About a year ago, I happened upon this statement about the Monitor in the Harvard Business Review – under the charming heading of “do things that don’t interest you”:

“Many things that end up” being meaningful, writes social scientist Joseph Grenny, “have come from conference workshops, articles, or online videos that began as a chore and ended with an insight. My work in Kenya, for example, was heavily influenced by a Christian Science Monitor article I had forced myself to read 10 years earlier. Sometimes, we call things ‘boring’ simply because they lie outside the box we are currently in.”

If you were to come up with a punchline to a joke about the Monitor, that would probably be it. We’re seen as being global, fair, insightful, and perhaps a bit too earnest. We’re the bran muffin of journalism.

But you know what? We change lives. And I’m going to argue that we change lives precisely because we force open that too-small box that most human beings think they live in.

The Monitor is a peculiar little publication that’s hard for the world to figure out.
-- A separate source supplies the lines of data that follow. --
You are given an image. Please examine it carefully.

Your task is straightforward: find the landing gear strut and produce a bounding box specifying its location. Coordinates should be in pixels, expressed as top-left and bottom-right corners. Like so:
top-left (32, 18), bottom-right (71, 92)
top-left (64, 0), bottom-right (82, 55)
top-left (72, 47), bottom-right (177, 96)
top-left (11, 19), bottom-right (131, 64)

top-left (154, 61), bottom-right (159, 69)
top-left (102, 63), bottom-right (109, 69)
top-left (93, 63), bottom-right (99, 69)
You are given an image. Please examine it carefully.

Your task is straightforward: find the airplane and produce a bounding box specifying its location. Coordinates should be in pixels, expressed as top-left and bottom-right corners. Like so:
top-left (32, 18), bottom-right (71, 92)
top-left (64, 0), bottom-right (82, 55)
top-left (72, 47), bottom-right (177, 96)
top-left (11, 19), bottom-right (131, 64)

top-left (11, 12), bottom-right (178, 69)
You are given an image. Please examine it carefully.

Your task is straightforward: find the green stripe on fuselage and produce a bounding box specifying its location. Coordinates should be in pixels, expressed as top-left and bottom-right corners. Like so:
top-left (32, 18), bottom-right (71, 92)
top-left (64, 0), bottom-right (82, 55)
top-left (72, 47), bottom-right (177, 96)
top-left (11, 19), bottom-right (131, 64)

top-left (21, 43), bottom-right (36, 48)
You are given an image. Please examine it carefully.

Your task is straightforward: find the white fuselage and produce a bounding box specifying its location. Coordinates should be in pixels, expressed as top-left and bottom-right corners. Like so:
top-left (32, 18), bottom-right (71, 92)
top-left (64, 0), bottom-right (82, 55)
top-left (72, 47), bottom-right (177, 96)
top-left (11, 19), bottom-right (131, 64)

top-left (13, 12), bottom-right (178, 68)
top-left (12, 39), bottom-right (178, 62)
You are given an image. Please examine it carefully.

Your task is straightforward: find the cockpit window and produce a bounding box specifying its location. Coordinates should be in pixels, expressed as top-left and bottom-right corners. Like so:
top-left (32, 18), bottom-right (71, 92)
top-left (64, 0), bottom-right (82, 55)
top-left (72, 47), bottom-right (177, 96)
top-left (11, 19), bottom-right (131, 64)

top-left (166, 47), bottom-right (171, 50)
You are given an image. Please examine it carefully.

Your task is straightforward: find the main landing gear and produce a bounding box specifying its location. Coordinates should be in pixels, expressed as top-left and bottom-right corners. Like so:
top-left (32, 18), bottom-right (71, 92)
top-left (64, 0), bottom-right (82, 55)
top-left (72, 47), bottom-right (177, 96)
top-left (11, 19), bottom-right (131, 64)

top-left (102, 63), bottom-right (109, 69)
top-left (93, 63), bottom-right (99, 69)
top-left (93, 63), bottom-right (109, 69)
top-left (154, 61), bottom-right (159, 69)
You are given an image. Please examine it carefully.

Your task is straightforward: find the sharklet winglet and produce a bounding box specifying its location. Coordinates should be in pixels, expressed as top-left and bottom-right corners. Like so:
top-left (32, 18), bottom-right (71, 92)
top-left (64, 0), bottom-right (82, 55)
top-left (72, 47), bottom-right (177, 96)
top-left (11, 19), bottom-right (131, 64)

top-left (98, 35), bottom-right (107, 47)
We’re run by a church, but we’re not only for church members and we’re not about converting people. We’re known as being fair even as the world becomes as polarized as at any time since the newspaper’s founding in 1908.

We have a mission beyond circulation, we want to bridge divides. We’re about kicking down the door of thought everywhere and saying, “You are bigger and more capable than you realize. And we can prove it.”